Dukpt.NET

Dukpt.NET is a C# implementation of the Derived Unique Key Per Transaction (DUKPT) process that's described in Annex A of ANS X9.24-2004.

Usage

var test = "%B5452300551227189^HOGAN/PAUL      ^08043210000000725000000?\0\0\0\0";

// Decrypting
var bdk = "0123456789ABCDEFFEDCBA9876543210";
var ksn = "FFFF9876543210E00008";
var track = "C25C1D1197D31CAA87285D59A892047426D9182EC11353C051ADD6D0F072A6CB3436560B3071FC1FD11D9F7E74886742D9BEE0CFD1EA1064C213BB55278B2F12";
var decBytes = Dukpt.Decrypt(bdk, ksn, BigInt.FromHex(track).GetBytes());
var decrypted = UTF8Encoding.UTF8.GetString(decBytes);
Console.WriteLine(decrypted == test); // True

// Encrypting
var encBytes = Dukpt.Encrypt(bdk, ksn, decBytes);
var encrypted = BitConverter.ToString(encBytes).Replace("-", "");
Console.WriteLine(encrypted == track); // True

Overview

It's no secret that Annex A is hard to understand, and the entire process isn't explained in a manner that's easy to follow or translate into code. One of the reasons it's difficult to understand is that it was written from the perspective of an electrical/computer engineer that would directly implement these instruction on the devices/swipers themselves, and as a result it mentions various registers and operations that most of us don't have much experience with. So it's not necessarily for high-level software developers looking to use the process either for new software, backwards compatibility with existing technology, or logging/testing purposes.

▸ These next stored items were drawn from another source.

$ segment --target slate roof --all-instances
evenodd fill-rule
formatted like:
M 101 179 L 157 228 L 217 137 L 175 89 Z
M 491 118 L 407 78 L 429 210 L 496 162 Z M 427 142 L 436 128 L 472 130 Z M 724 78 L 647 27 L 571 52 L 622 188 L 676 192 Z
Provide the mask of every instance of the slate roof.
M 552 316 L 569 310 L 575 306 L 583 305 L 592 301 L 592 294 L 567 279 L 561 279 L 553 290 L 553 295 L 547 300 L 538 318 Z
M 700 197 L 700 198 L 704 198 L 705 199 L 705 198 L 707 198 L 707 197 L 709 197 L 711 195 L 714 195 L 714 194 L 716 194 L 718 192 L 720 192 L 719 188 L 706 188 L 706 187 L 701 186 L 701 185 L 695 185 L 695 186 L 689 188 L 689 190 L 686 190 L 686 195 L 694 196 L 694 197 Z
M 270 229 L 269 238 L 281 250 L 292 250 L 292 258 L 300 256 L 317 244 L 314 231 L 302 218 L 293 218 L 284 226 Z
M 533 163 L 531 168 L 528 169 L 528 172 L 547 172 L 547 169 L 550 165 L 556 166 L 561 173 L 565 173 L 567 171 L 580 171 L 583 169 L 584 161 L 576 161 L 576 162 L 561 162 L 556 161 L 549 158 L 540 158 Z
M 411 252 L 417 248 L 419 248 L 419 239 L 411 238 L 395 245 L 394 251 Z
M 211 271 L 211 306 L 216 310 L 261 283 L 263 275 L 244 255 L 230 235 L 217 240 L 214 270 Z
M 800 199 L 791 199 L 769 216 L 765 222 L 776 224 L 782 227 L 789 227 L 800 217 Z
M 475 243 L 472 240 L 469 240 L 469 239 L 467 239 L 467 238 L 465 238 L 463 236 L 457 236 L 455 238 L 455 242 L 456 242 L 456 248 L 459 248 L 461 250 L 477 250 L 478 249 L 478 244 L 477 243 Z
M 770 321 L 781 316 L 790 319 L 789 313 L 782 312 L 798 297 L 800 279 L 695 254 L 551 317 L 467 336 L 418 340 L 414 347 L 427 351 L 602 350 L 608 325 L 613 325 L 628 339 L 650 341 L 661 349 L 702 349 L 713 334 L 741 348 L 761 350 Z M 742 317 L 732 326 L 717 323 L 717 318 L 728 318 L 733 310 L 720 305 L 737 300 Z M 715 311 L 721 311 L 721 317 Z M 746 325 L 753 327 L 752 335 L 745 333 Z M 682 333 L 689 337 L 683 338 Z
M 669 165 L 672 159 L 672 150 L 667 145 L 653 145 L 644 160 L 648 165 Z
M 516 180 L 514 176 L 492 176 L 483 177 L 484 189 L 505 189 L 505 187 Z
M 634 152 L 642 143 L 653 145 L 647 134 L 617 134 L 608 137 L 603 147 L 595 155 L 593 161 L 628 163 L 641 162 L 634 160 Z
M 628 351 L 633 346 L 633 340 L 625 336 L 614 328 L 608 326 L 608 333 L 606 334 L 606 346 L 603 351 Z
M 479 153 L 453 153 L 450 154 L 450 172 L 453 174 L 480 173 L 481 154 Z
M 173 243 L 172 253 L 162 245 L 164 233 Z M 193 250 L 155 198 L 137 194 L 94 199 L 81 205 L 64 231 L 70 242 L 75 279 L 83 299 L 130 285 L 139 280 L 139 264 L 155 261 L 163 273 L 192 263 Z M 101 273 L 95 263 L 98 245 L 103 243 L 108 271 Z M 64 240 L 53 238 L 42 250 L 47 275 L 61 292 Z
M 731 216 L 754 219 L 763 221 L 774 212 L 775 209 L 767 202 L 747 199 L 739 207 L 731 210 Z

I wrote this implementation of DUKPT for fun as a side project for my work. We already had an existing implementation of DUKPT in the project I'm maintaining, which was no longer being used and hence could be stripped out. However, the old one was convoluted and had well over 500 lines of code with lots of dependencies. This library only has about 100 lines of code and only focuses on DUKPT encryption and decryption.

It still amazes me how scarcely documented this process is, even though it seems like a fairly standard practice. Unfortunately, the advice people usually receive it to purchase the spec for $140.

Key Management

I'm sure you can find a more extensive overview of this process somewhere else, but here's a basic outline of the technique:

  1. You're given a Base Derivation Key (BDK), which you assign to a swiper (note that the same BDK can be assigned to multiple swipers).
  2. You'll use the BDK along with the device's own unique Key Serial Number (KSN) to generate an Initial PIN Encryption Key (IPEK) for the device.
  3. You'll assign this IPEK to a swiper, which uses it to irreversibly generate a list of future keys, which it'll use to encrypt its messages.
  4. The swiper's KSN is used along with one of its future keys to encrypt a message, and after each swipe it'll increment the value of its KSN.
  5. Whenever a swiper takes a card it formats the card's information into a series of tracks, each track having a particular set of information (e.g. card number, holder's name, expiration date).
  6. The swiper usually encrypts these tracks using one of its generated future keys (called the "Session Key") along with its current KSN. It'll then increment the value of its KSN and discard the future key it used.
  7. At this point you'll probably have an encrypted track along with the KSN the swiper used to encrypt it.
  8. It's your responsibility to determine what BDK was used to initialize this device, and from there you'll use the BDK and KSN to rederive the IPEK, which is used to rederive the Session Key, which is finally used to decrypt the message.

There's a lot of technical information to be said about key management, but this isn't the place for that. In some cases your provider/manufacturer (e.g. MagTek) will supply you with swipers that need to be initialized with an IPEK, and your supplier will usually have a manual that walks you through that process. If you're doing encryption/decryption through a third party who also supplies swipers, they may have already loaded the devices with that information; what's more is they may not even given you the BDK that belongs to your device in order to reduce the risk of security threats.


Note: Key management is beyond the scope of this project and this explanation. Whatever you do with your keys, just make sure it's secure.


One methodology I've seen that'll allow you to associate a particular KSN to a BDK is to take the current KSN you've been given, mask it to retrieve the Initial Key Serial Number (IKSN), and look up the BDK in a table that maps IKSNs to BDKs:

Example:

ksn = FFFF9876543210E00008
iksn = ksn & FFFFFFFFFFFFFFE00000 // FFFF9876543210E00000

You'd then have a table that looks like:

IKSN BDK
0xFFFF9876543210E00000 0123456789ABCDEFFEDCBA9876543210
... ...

From which you could easily grab the BDK 0123456789ABCDEFFEDCBA9876543210.

Algorithm


Note: Assume that all numeric values are hexadecimal numbers, or the representation of a sequence of bytes as a hexadecimal number.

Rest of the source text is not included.